A new law restricting gun rights in the United Kingdom insults the Common Law principle that a man’s home is his castle and is a fair warning for Massachusetts gun owners of what is coming their way.

Or put another way, the trampling of constitutional rights in the manhunt for Boston Marathon bombers, was not a one-off. Rather, it is part of the new way police do business.

“This is an alarming development in Great Britain,” said Alan Gottlieb, the chairman of the Washington State-based Citizens Committee for the Right to Keep and Bear Arms. “Constitutional activists concerned not only with their Second Amendment rights but also their Fourth Amendment rights.

The British Home Office announced its policy, effective Oct. 15, that allows for warrantless surprise searches. In the previous policy, all gun owners were subject to house searches by appointment.

The new unannounced visits must be based on an intelligence report that there is a threat to public safety afoot. In reality, this red hot intel will amount to some joker whispering to a police officer.

In the United States we see this already in the prank calls to law enforcement that lead to SWAT personnel surrounding unsuspecting families with high-powered military style long guns. This is called “Swatting.”

In California, there is now a new law that allows family members dime out a relative and have the relative’s gun rights taken away. Hardly the legal process one might expect when it came to suspending an American’s constitutional rights.

While English legal traditions have been cast aside, bizarrely there is something of English manners survives. Police officers are cautioned against springing a home search on gun owners at an “unsocial hour” unless the threat is pressing.

Then, there is this gem from the Home Office: “It is recognised that there are no new powers of entry for police or police staff when conducting home visits. To mitigate any misunderstanding on the part of the certificate holder the police must provide a clear and reasoned explanation to the certificate holder at the time of the visit.”

For Americans, the right to keep and bear arms is clear cut and enshrined in the Second Amendment. Their rights to be secure in their homes is set out in the Fourth Amendment of the Constitution:

The right of the people to be secure in their persons, houses, papers, and effects, against unreasonable searches and seizures, shall not be violated, and no warrants shall issue, but upon probable cause, supported by oath or affirmation, and particularly describing the place to be searched, and the persons or things to be seized.

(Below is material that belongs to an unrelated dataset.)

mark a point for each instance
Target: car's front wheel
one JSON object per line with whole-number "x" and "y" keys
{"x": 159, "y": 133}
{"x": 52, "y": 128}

While on the topic of gun rights, the Massachusetts Constitution abandons citizens to armed criminals and depending on the make-sure-you-go-home-at-the-end-of-the-shift police officers.

But, the state constitution’s Article XIV offers the idea of a man’s home as his castle remaining: “Every subject has a right to be secure from all unreasonable searches, and seizures, of his person, his houses, his papers, and all his possessions.”

But, remember after the Boston Marathon bombings? Then, the police went door-to-door looking for the two brothers, with a steady pace fortified with only their triple-time pay and coffee and doughnuts.

England has some of the most restrictive gun laws in the world and its support of civil rights is spotty.

The trouble is that liberals look to England as the model to emulate, no longer the model to revolt against. Let’s hope when liberals call come to bring English-style surprise home searches to Massachusetts other voices are willing to speak up.